Os sintomas “invisíveis” da doença – como a fadiga, a dor, o formigamento e o déficit cognitivo – são um dos fatores que também repercutem na vida das pessoas com EM que querem continuar no mercado de trabalho. Já 53% afirmaram que são julgadas e criticadas pela situação gerada por essas manifestações não aparentes. “É importante lembrar que não são só os sintomas graves e debilitantes que abalam negativamente a vida dos pacientes. Às vezes, quem tem EM não consegue fazer tarefas simples, do dia a dia. Isso nem sempre é compreendido porque a pessoa aparenta estar bem fisicamente”, explica Gomes.

A pesquisa também revela que dentre os principais sintomas que afetam as pessoas com EM a fadiga lidera o ranking com (91%), acompanhada por dormência e/ou formigamento (80%) e fraqueza muscular (78%). “Esse estudo traz dados abrangentes e ampliam a visão sobre o impacto da doença na vida dos pacientes. A fadiga, por exemplo, é uma sensação de desgaste que vai além do cansaço, e pode deixar o paciente afetado pela EM totalmente sem forças e incapacitado. A incompreensão desses e outros sintomas pode gerar um estresse emocional enorme”.

Entenda o que é a esclerose múltipla

A esclerose múltipla é uma doença que compromete o sistema nervoso central. É um processo de inflamação crônica de natureza autoimune que pode causar desde problemas momentâneos de visão, falta de equilíbrio até sintomas mais graves, como déficit visual permanente e paralisia completa dos membros. A enfermidade está relacionada à destruição da mielina – substância que envolve as fibras nervosas responsáveis pela condução dos impulsos elétricos no cérebro, medula espinhal e nervos ópticos. A perda da mielina pode dificultar e até mesmo interromper a transmissão de impulsos. A inflamação pode atingir diferentes partes do sistema nervoso, provocando sintomas distintos, que podem ser leves ou graves, sem hora certa para aparecer.

A doença geralmente surge sob a forma de surtos recorrentes, sintomas neurológicos que duram ao menos um dia. A maioria dos pacientes diagnosticados são jovens, entre 20 e 40 anos, o que resulta em um impacto pessoal, social e econômico considerável por ser uma fase extremamente ativa do ser humano.
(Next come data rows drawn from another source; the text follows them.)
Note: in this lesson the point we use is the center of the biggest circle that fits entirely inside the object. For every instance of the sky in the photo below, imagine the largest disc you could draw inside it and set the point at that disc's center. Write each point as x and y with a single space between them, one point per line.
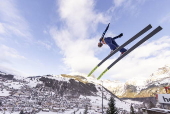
40 37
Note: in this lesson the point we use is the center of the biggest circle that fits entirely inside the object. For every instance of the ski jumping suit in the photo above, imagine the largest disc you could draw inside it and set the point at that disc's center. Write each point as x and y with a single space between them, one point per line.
112 44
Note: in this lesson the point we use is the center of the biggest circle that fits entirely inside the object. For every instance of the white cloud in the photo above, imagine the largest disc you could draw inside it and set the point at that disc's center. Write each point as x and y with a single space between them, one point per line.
127 6
13 23
7 53
80 52
80 20
45 44
118 2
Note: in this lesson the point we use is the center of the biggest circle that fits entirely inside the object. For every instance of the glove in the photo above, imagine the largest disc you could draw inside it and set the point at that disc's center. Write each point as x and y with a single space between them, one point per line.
120 35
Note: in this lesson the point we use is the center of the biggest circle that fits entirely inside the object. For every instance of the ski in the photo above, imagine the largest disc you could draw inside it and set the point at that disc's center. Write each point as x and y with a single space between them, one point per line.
105 30
123 45
131 49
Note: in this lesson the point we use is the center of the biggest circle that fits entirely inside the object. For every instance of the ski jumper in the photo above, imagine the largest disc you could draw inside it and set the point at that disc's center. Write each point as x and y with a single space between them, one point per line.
112 44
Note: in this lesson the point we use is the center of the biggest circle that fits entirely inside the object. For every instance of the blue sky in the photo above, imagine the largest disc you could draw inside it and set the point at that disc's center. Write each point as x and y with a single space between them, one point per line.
39 37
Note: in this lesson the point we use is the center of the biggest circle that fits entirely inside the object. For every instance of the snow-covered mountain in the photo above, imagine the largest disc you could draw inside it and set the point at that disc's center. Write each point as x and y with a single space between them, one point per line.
72 93
62 93
144 87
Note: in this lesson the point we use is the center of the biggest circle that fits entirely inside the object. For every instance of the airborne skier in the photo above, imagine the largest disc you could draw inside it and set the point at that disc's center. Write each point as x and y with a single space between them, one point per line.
111 43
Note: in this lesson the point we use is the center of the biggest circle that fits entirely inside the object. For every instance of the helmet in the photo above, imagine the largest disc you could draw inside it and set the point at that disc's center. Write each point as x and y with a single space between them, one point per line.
100 44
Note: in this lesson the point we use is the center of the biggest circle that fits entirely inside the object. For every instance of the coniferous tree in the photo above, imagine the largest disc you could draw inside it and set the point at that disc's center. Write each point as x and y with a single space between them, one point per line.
112 108
132 111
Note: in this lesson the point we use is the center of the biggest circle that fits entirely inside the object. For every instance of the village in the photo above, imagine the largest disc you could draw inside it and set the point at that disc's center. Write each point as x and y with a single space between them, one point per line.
36 99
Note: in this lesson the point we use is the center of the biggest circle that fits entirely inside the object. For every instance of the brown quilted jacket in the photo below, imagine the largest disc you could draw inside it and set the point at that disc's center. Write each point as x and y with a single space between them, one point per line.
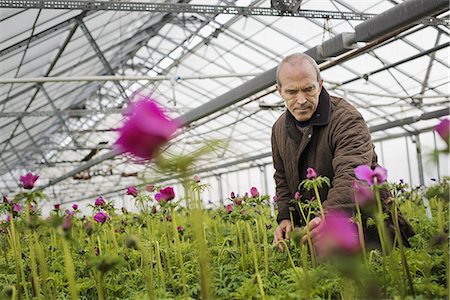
336 142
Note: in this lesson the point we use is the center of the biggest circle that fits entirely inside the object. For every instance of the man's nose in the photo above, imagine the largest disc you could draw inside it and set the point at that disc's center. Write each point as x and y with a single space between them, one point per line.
301 99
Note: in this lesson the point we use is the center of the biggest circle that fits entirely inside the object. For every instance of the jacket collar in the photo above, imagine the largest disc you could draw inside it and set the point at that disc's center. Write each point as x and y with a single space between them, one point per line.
320 117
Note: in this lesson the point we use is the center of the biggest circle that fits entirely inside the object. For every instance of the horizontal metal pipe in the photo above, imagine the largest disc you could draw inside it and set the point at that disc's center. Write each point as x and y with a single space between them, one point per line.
120 78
A progressão, a gravidade e a especificidade dos sintomas são imprevisíveis e variam de uma pessoa para outra. Algumas são minimamente afetadas, enquanto outras sofrem rápida progressão até a incapacidade total. É uma doença degenerativa, que progride quando não tratada. É senso comum entre a classe médica que para controlar os sintomas e reduzir a progressão da doença, o diagnóstico e o tratamento precoce são essenciais.